When I retreated with the desire to stay, he said, “Go, go now.”
I rebutted, “But I can help.”
“No, I don’t need your complaining. Go play.”
I was wounded. I was wounded and healed forever. This was a transitional moment in my life. I would never leave my father under those conditions again. I am so thankful that my parents cared enough to block any ideas I might have had to be a lazy complaining bum of a child. Their desire to form a productive child has made it easier to make a difference in this world and to bring happiness and meaning to others. Our folks were not our pals; they were our parents.

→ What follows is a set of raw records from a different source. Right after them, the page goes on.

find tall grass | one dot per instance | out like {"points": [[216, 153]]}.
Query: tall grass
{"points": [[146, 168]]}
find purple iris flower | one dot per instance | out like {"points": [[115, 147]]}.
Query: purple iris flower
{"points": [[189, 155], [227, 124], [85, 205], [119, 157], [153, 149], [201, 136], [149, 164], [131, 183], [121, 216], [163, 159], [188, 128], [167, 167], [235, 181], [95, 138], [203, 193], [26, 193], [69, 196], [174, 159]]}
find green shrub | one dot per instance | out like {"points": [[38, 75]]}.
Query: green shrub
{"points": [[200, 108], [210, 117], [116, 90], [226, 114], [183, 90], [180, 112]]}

These were laborious years—most of the work was not done voluntarily; instead we were obligated by our station in life, even though I didn’t realize it at the time. I can still feel the endless fatigue and perspiration from a long day with a hoe cutting weeds out of the soybean rows. We protected ourselves from the blisters and calluses by using leather gloves. There were also the scratches on my neck and chest and aching muscles from lifting several hundred bales of hay into the barn loft that readily rest in the recesses of my mind. Those were happy years despite the illnesses and hospitalizations that my parents faced and conquered. My father’s heart attack, numerous back surgeries, farm accidents that required multiple stiches, and annual bouts with poison ivy are better relived as a memory than during the times that the incidents rocked our family. My parents bent in the wind, but they never broke.
Humble beginnings are not necessarily a limitation. Martin Luther was born a peasant in rural German. He became a theological giant. Abe Lincoln started life in a one-room rural cabin in Kentucky and became one of the most influential men in the United States.
Replica of the Lincoln Home
Millions of other farm boys got their first view of life feeding pigs, riding horses, hiding in a fort of hay bales in a barn. Not every person born humbly ends famous, but most mature with the satisfaction that they made a difference for their family and community. Obviously, the same can be said of people born in affluent circumstances. What were the differences between children in a rural setting and those in cities? This is the story of one rural family.
My Childhood Home (1946-1963)
My life began in humble but not poor circumstances. I am thankful for that launching platform. I knew little about discretionary spending and never enjoyed using money foolishly. We never hungered, but seldom ate in a restaurant. We had a quaint house, but no extra bedrooms. We argued over bathroom time once we graduated from the galvanized tub. Hospitals were available. We always had a car and a pickup, even though we could often expect a breakdown. Our clothes were clean though simple. Mom accepted hand me downs with grace and thanks. I got glasses when I needed them and then again when I broke them. We were blessed with excellent teachers and public schools. We could afford the hot lunches. I went to the dentist annually but encouraged to not request Novocain because of the expense. We took family vacations but only to locations within a day’s drive. We lived a very simple life.
I didn’t resent having very little money, but I knew before puberty that I wanted something other than farming or living on a lonely lane in Iowa. I had no idea which path I would take away from the farm; nor did I know where the chosen path would lead. I would never have dreamed that I would live in Costa Rica before age 30 and spend most of my life serving the international community in Europe, Asia, South America, Africa and the United States.